A harsh message for 400 eager grad­uates — but maybe the one we need the most.
It’s a line from The Princess Bride, a movie that my gen­er­ation grew up watching and rewatching. It was my favorite movie as a child. Nothing else quite catches that sappy-sar­castic tone, that romantic cyn­icism that somehow both mocks and cham­pions the fairy-tale genre.
I wonder how many people know the man behind movie: not the director or the actors, but William Goldman, the man who wrote the story.
Bill Goldman’s most popular story may have been a fairy tale, but his early life was any­thing but. His mother was deaf, and his father was an alco­holic who com­mitted suicide when Goldman was still in high school. In college, he failed cre­ative-writing classes, teachers thought he was stupid, and editors rejected his work.
And then he became one of the most suc­cessful writers in the history of Hol­lywood. Aside from cre­ating a cult classic (hello, The Princess Bride), he wrote the screen­plays for Butch Cassidy and the Sun­dance Kid, All The President’s Men, and Marathon Man, among many others. He fell into screen­writing almost by accident; he set out to write novels and found that he was good at writing stories, regardless of the medium. He’s written novels, children’s books, screen­plays, stage plays, memoirs. Pro­lific, popular, finan­cially suc­cessful — Goldman has lived every writer’s dream.
In his second memoir, Which Lie Did I Tell?, Goldman writes: “Someone pointed out to me that the most sym­pa­thetic char­acters in my books always died mis­erably. I didn’t con­sciously know I was doing that … I think I have a way with pain. When I come to that kind of sequence I have a certain con­fi­dence that I can make it play. Because I come from such a dark corner.”
In other words, “Life is pain, Highness. Anyone who says dif­fer­ently is selling some­thing.”
A note for the unini­tiated: The Princess Bride is a spoof of a classic fairy-tale. It’s the story of the beau­tiful But­tercup, her true love Westley, and their struggle against evil and death and the con­niving Prince Humperdinck. As the nar­rator asserts at the beginning of the movie, the story has it all: “Fencing, fighting, torture, revenge, giants, mon­sters, chases, escapes, true love, mir­acles…”

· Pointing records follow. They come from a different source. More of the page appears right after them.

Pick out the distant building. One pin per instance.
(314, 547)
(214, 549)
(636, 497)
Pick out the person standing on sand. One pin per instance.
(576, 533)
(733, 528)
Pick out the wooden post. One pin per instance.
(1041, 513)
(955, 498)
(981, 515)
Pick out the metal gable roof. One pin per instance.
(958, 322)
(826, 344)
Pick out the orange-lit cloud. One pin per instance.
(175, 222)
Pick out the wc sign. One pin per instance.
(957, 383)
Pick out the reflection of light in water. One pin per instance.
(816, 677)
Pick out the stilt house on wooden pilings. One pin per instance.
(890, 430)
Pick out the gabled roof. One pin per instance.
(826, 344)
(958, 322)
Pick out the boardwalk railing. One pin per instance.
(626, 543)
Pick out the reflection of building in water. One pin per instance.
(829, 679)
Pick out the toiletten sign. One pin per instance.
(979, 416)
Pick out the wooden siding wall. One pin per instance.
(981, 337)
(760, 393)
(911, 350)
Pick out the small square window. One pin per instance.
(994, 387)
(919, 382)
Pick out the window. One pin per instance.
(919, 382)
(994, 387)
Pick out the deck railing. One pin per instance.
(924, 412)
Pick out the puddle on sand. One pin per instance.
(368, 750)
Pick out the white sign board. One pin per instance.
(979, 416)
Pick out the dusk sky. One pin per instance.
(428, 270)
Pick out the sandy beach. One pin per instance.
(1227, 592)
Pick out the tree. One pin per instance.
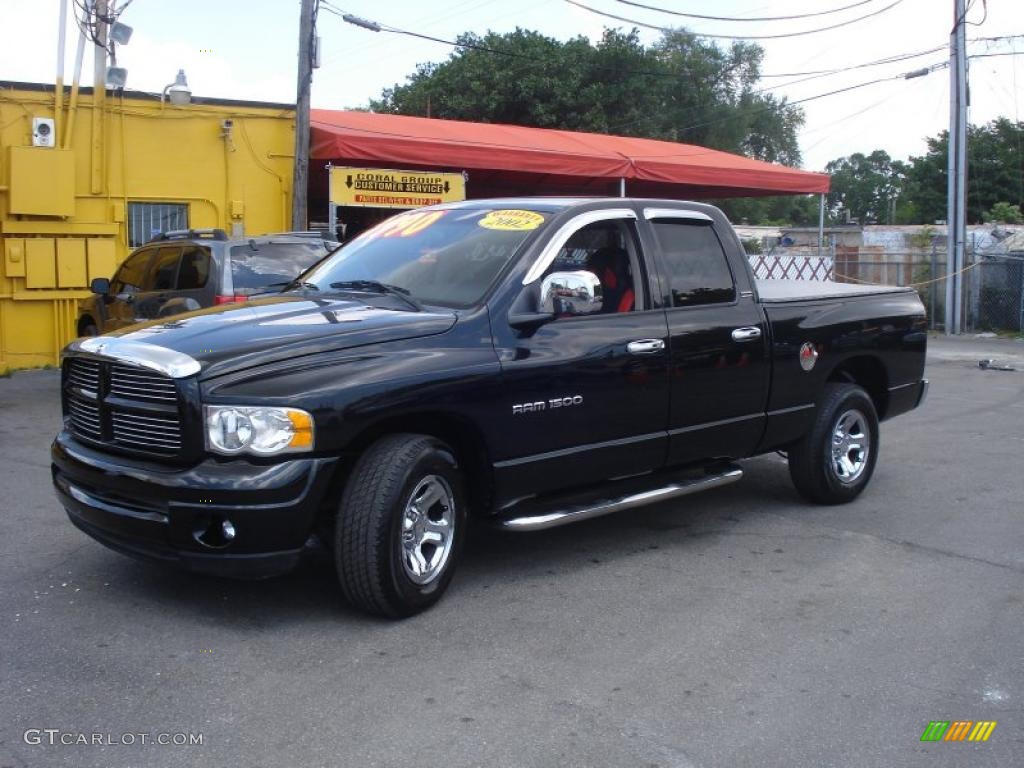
(680, 89)
(995, 172)
(1004, 213)
(864, 187)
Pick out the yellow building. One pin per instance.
(81, 186)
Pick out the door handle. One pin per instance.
(749, 333)
(645, 346)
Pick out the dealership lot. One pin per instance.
(739, 628)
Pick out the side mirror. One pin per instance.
(573, 294)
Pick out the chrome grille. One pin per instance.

It’s remarkable, really, that The Princess Bride came out of Goldman’s “dark corner.” I think the story per­plexes Goldman himself. The writing process was unlike any­thing he had ever done; appar­ently the story opened itself up to him, just like that. He wept when he wrote the scene about Wesley’s death. Looking back on his work, he said that The Princess Bride and Butch Cassidy and the Sun­dance Kid are the only things he ever wrote that he looks back on without humil­i­ation.
How did he do it?
It’s a secret, I think, hidden behind hard edges and gritty realism. It’s a secret tucked away in a storyteller’s soul. It’s a paradox — the paradox of life and death, good and evil, light and darkness. The best sto­ry­tellers don’t resolve the paradox; they lean into it. Life may be pain, but there is more than pain in life; in the words of Miracle Max, “true love is the greatest thing in the whole world.”
We don’t need someone to tell us that we’re special or that we’re going to change the world. We don’t need someone to elab­orate on Aris­totle or the Con­sti­tution. What we need now is a sto­ry­teller. This is what Goldman has to offer us.
Because life may be pain — but that doesn’t mean there can’t be a happy ending.

Ellen Sweet is a senior studying English.